3. Katharina Monsdotter, Queen of Sweden
Katharina Monsdotter was born on November 6, 1550, her father was a simple soldier. At the beginning of her life, she was supposedly helping her mother sell vegetables and nuts. Some stories very romantically tell about it, claiming that once the king was driving through the market, he saw Katharina and was so amazed by her beauty that he soon married him. In fact, she became the servant of the beloved musician of the king and, probably, it was there that Eric XIV met her.
Anyway, Eric fell unconsciously in love with her, and, after being a royal mistress for a short time, she was officially crowned in 1568. Unfortunately, her new husband was mentally unstable and lost all respect from the nobility and the whole nation. When he threw his brothers into prison because they did not appear at his wedding, a rebellion broke out in the country.
Eric was deposed from the throne, and the royal family was under house arrest for several years until the deposed king was poisoned after an unsuccessful attempt to regain power.Soon, Katharine was released, as there was no evidence of her involvement in her husband’s crimes. The common people loved her very much, and the new king Johan III presented one of the estates in Finland to the ex-Queen, where she lived until her death in 1612.
2. Empress Dowager Cixi
Empress Dowager Cixi
Empress Cixi was born on November 29, 1835 in Beijing and became one of the most influential women in Chinese history, despite her descent from an ordinary Manchu family. She began her ascension to the throne at the age of 16, when she was chosen for the emperor's harem as another modest concubine.
In 1856, the girl gave birth to the emperor's son, who brought her the title "Zi Xi" or Cixi, which means "empress of the Western Palace". When the emperor died in 1861, Cixi became regent with his five-year-old son, the future emperor Zaichune. She shared the regency with the former wife of the deceased emperor, the widowed empress Tsyan, the mother of Prince Gong.

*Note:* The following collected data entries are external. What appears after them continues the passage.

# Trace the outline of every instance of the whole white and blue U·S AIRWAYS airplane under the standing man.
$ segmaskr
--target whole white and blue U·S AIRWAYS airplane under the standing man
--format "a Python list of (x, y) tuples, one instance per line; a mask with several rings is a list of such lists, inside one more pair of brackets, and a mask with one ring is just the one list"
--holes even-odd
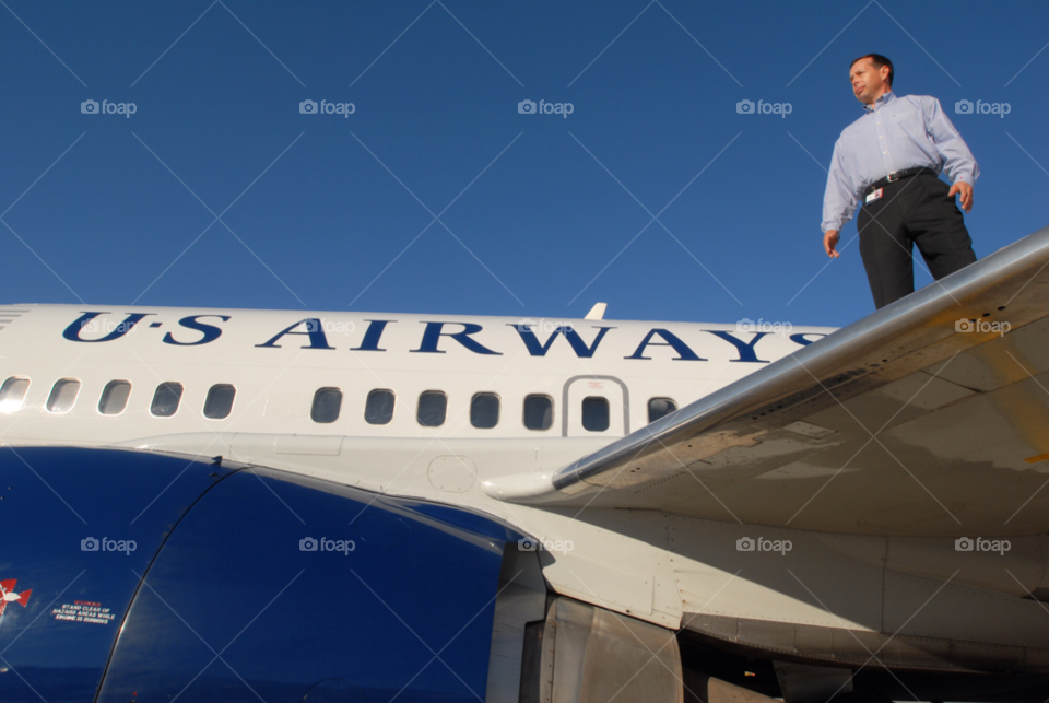
[(2, 307), (0, 700), (1044, 701), (1047, 293)]

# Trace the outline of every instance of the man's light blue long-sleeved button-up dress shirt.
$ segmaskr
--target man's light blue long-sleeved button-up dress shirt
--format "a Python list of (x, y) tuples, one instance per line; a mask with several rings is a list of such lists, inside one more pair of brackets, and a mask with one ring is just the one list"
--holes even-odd
[(840, 230), (868, 186), (894, 171), (927, 166), (946, 172), (954, 183), (976, 183), (980, 167), (936, 98), (888, 92), (863, 108), (867, 114), (841, 130), (834, 144), (823, 197), (824, 232)]

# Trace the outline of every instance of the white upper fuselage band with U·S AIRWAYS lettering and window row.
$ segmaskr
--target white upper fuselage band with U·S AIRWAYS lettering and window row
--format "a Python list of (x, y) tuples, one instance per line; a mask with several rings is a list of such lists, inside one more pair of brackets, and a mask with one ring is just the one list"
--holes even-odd
[[(296, 326), (302, 320), (313, 321)], [(777, 328), (758, 336), (736, 325), (114, 306), (11, 306), (0, 309), (0, 375), (30, 382), (16, 410), (0, 403), (7, 410), (0, 436), (69, 443), (193, 432), (612, 441), (648, 422), (651, 398), (683, 407), (832, 331)], [(473, 329), (468, 326), (476, 331), (457, 339)], [(558, 327), (571, 331), (558, 333)], [(685, 347), (674, 349), (653, 329)], [(752, 343), (742, 353), (736, 347)], [(49, 397), (62, 379), (80, 383), (74, 401), (49, 412)], [(126, 410), (106, 415), (99, 400), (113, 380), (129, 382), (131, 389)], [(182, 395), (174, 414), (156, 417), (152, 401), (166, 382), (180, 384)], [(226, 418), (208, 419), (204, 402), (217, 384), (235, 388), (233, 408)], [(342, 392), (334, 422), (310, 418), (320, 388)], [(375, 389), (394, 397), (386, 424), (365, 421)], [(433, 390), (447, 395), (447, 419), (422, 426), (419, 397)], [(471, 399), (479, 392), (498, 397), (493, 427), (471, 423)], [(550, 427), (524, 426), (529, 395), (551, 399)], [(608, 399), (606, 429), (584, 427), (580, 403), (588, 397)]]

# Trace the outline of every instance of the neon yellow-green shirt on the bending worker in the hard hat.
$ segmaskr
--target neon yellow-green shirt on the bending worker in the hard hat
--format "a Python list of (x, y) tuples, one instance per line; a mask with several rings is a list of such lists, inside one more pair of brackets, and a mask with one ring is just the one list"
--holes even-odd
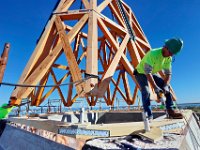
[(171, 62), (172, 57), (163, 57), (162, 48), (157, 48), (147, 52), (136, 69), (141, 74), (155, 74), (161, 70), (171, 74)]

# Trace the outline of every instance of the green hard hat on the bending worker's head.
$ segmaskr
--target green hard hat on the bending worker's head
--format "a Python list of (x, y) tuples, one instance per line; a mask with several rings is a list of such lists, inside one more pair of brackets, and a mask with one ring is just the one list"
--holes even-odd
[(165, 41), (165, 47), (168, 48), (168, 50), (172, 53), (172, 54), (177, 54), (181, 51), (181, 49), (183, 48), (183, 40), (180, 38), (172, 38), (172, 39), (168, 39)]

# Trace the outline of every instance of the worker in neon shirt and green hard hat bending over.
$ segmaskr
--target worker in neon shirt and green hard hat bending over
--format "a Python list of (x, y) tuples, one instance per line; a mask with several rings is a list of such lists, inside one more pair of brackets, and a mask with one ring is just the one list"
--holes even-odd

For a long time she remained regent of her son, then her nephew, until the latter reached the age of majority. Then Cixi retired to the summer palace, but was called upon to take the title of empress again in 1898,after the defeat of Chinese troops in the Sino-Japanese War. Cixi remained at the head of the state until her death in 1908.
1. Mao Zedong
Mao Zedong with his wife and daughter
Mao Zedong was born on December 26, 1893, ruled a quarter of the world's population for 25 years and made China one of the most powerful countries in the world. He reached such heights, despite descent from a modest kind of peasant in Shaoshan, Hunan province, from a family that worked from generation to generation on a small piece of land.
Mao went to a small village school for several years, but at 13 he left school and worked all day on the ground to feed his family. When the boy was 14, his father forced him to marry a girl from the same village, but Mao firmly refused to really become her husband. Three years later, he left home in search of another life, enrolling in high school in Changsha, and his formal wife later died of dysentery.

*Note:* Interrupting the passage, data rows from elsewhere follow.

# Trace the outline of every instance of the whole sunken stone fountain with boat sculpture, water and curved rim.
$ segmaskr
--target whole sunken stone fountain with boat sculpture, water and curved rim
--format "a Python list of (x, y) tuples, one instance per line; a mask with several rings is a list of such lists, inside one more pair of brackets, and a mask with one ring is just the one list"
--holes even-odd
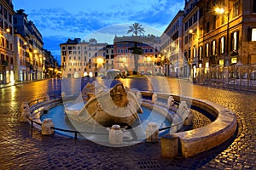
[[(158, 84), (155, 83), (155, 85), (157, 87)], [(75, 86), (69, 87), (66, 88), (79, 89)], [(86, 139), (98, 144), (120, 147), (142, 141), (158, 142), (160, 137), (161, 156), (164, 157), (193, 156), (222, 144), (236, 132), (235, 114), (221, 105), (206, 100), (176, 94), (140, 91), (125, 88), (124, 84), (107, 88), (98, 85), (97, 82), (87, 83), (79, 95), (72, 95), (69, 91), (62, 94), (62, 99), (53, 100), (48, 97), (46, 101), (30, 106), (29, 111), (27, 104), (24, 103), (20, 107), (20, 122), (26, 121), (26, 116), (31, 116), (30, 121), (49, 122), (49, 125), (45, 124), (46, 131), (55, 127), (59, 127), (55, 129), (60, 127), (67, 129), (62, 124), (55, 124), (55, 121), (58, 122), (57, 120), (60, 120), (66, 111), (67, 119), (64, 122), (72, 124), (75, 127), (73, 130), (83, 134)], [(207, 111), (207, 114), (214, 117), (210, 124), (183, 131), (184, 125), (189, 126), (193, 123), (193, 115), (188, 106), (189, 100), (194, 109)], [(177, 102), (180, 103), (178, 107)], [(105, 105), (108, 105), (106, 108), (109, 110), (105, 109)], [(130, 105), (133, 109), (125, 111), (130, 108)], [(63, 108), (62, 112), (55, 110), (59, 106)], [(54, 124), (44, 121), (51, 115), (52, 109), (49, 108), (54, 111)], [(49, 113), (45, 114), (46, 112)], [(102, 121), (99, 117), (102, 115), (107, 116), (108, 121), (105, 119)], [(123, 116), (119, 117), (119, 115)], [(38, 120), (40, 116), (41, 119)], [(166, 130), (165, 133), (162, 133), (163, 130)], [(52, 133), (50, 131), (45, 134)]]

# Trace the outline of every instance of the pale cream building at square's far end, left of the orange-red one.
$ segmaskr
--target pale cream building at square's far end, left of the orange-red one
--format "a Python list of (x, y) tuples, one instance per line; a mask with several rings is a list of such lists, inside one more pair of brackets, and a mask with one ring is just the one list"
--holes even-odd
[(106, 63), (107, 43), (89, 42), (80, 38), (61, 43), (62, 76), (67, 78), (97, 77)]

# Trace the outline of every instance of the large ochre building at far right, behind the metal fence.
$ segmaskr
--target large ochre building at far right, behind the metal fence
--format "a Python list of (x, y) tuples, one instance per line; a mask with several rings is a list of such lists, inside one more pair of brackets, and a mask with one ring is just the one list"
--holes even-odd
[[(199, 8), (197, 82), (241, 77), (237, 66), (255, 65), (256, 1), (201, 0)], [(247, 71), (249, 72), (249, 70)]]

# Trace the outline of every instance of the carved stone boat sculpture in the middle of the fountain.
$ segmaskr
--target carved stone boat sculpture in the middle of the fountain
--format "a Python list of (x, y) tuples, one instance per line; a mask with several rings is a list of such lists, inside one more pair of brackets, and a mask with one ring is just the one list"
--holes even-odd
[(131, 126), (143, 110), (137, 101), (136, 95), (125, 89), (122, 83), (113, 88), (102, 89), (96, 94), (86, 97), (87, 102), (76, 110), (75, 105), (65, 109), (69, 118), (81, 123), (99, 123), (104, 127), (113, 124)]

While Mao was studying in Changsha, a revolution broke out in Shanghai, and he decided to join the revolutionary army of Sun Yat-sen, the founder of the Guomindang party. After serving a short time there, Mao worked as an assistant librarian in Beijing, where he became acquainted with the ideology of the Communist Party.By 1935, Mao Zedong was already one of the key communist leaders and the chief strategist of the victory over the nationalists in the civil war of 1946-1949, becoming the first leader of the People's Republic of China.